4.2.4. Summary of Operations of Interpreting Drawing

In the data interpretation apparatus and the data interpretation method according to the present embodiment, the meaning and content of the 2D-CAD drawing are recognized step by step.


With respect to the various drawings, such as the front view, the plan view, or the like, attention is drawn to the lines, as illustrated in FIG. 13(1) and FIG. 13(2). In other words, objectization (class name “LineBuf2D”) is performed with respect to the data, which is a collection of lines. Next, as illustrated in FIG. 13(2), FIG. 13(3), and FIG. 13(4), the dimensional values or the like are input from the drawing, and then the object is interpreted as an object having the class name “View”, and further interpreted as an object having the class name “pier front view”. Further, information indicating that a height of the pier column is 11 m is obtained from the dimensional values and a plane of projection of the internal data of “View”.

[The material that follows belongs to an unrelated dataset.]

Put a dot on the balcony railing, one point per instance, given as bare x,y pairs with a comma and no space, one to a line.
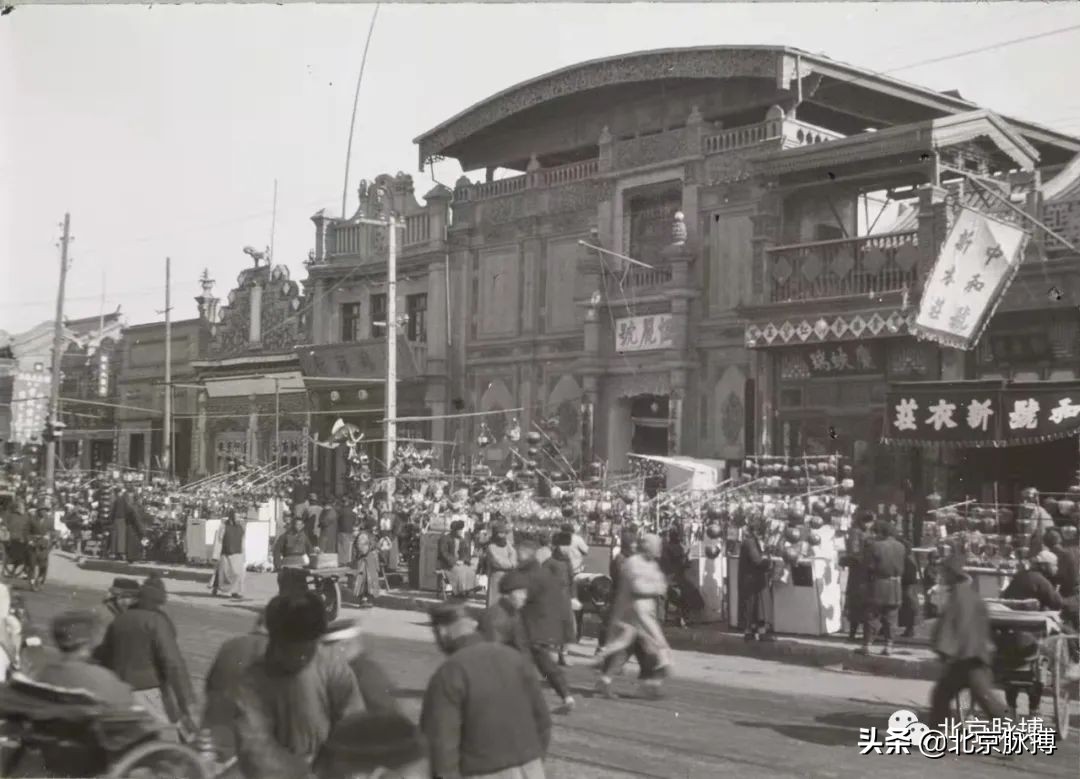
345,239
855,266
783,133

With respect to the various tables, attention is drawn to the lines, as illustrated in FIG. 14(1) and FIG. 14(2). In other words, objectization (class name “LineBuf2D”) is performed with respect to the data, which is a collection of lines. Next, as illustrated in FIG. 14(2) and FIG. 14(3), the object is interpreted as an object having the class name “CellSet”. Next, as illustrated in FIG. 14(3) and FIG. 14(4), the contents of the cell, such as the character string or the like, are input from the drawing, and interpreted as an object having the class name “Table”, and further interpreted as an object having the class name “substructure coordinates”.

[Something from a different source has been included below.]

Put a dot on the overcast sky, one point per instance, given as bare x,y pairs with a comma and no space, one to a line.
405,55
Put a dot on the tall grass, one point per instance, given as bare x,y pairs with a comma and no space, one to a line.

As illustrated in FIG. 15, in the various tables, the object (class name “LineBuf2D”), which is a collection of lines, is interpreted as an object (class name “CellSet”), which is a collection of cells, and further interpreted as an object (class name “Table”) having a plurality of cells filled with the contents or an object (class name “Cell”) including only one cell. Similarly, as illustrated in FIG. 15, with respect to the various drawings, an object (class name “LineBuf2D”), which is a collection of lines, is interpreted as an object (class name “View”), which is a drawing with dimensional values, and further interpreted as an object (class name “Pier Front View”) which has items unique to the “Pier Front View” or an object (class name “Side View”) which has items unique to the “Pier Side View”.

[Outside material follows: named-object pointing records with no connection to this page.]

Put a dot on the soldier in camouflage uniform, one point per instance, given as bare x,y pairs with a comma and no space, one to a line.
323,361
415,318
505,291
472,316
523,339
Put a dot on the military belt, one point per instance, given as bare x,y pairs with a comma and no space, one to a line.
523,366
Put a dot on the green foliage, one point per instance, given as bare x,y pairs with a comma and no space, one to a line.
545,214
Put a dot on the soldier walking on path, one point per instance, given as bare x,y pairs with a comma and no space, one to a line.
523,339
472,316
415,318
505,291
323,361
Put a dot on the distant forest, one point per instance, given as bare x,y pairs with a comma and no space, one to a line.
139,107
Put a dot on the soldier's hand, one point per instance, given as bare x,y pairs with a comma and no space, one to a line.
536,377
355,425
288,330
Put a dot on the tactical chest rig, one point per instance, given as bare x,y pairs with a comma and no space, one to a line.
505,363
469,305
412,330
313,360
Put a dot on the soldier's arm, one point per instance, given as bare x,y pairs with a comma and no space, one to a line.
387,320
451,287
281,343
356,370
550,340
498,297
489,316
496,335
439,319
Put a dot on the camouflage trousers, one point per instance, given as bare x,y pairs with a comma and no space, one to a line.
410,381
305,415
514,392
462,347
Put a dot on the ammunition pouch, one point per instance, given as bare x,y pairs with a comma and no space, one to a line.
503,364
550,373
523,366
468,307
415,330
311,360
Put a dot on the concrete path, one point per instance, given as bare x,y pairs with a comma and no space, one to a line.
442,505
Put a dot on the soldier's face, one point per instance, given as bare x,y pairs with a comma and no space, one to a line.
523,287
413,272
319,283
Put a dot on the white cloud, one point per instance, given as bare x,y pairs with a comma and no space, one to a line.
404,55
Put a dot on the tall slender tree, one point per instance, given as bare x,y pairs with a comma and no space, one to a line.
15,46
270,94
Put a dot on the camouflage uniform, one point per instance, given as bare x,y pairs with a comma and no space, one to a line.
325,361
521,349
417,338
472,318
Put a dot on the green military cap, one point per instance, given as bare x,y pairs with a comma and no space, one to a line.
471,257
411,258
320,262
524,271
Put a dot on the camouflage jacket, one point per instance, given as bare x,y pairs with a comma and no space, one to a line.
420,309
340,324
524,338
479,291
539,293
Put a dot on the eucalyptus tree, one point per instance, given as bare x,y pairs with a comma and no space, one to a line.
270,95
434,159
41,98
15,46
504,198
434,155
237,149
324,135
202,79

As illustrated in FIG. 16, in the present embodiment, two methods are set as the recognition method of the 2D-CAD drawing. The methods are (1) “Information Input”, and (2) “Analysis & Interpretation”.


As illustrated in FIG. 16(1) as an example, when information on the drawing is input, as additional information from the input data, to an object (class name “CellSet”) which is a set of cells, the object can be interpreted as an object having the class name “Table”.


Further, as illustrated in FIG. 16(2) as an example, by analyzing, classifying, and downcasting the items or the like in the object having the class name “Table”, the object having the class name “title block”, the object having the class name “structure height table”, and the object having the class name “coordinate Table” can be interpreted.



FIG. 27 illustrates an example of a script for interpreting a 2D-CAD drawing “006_P2 pier structure general plan.dxf”. This script is an example of a language understood by the data processing platform according to the present disclosure. Of course, the data processing platform according to the present disclosure may be an other interpreter, other than the interpreter created by the present inventor, as long as the other interpreter satisfies the requirements described above. The script may also be in a language understood by the other interpreter.


5. [Second Embodiment]

A data integration apparatus 2′ according to the present embodiment integrates fragmentary information distributed in a plurality of data, to create a model of a data expression target.


The data integration apparatus according to the second embodiment will be described with reference to FIG. 22.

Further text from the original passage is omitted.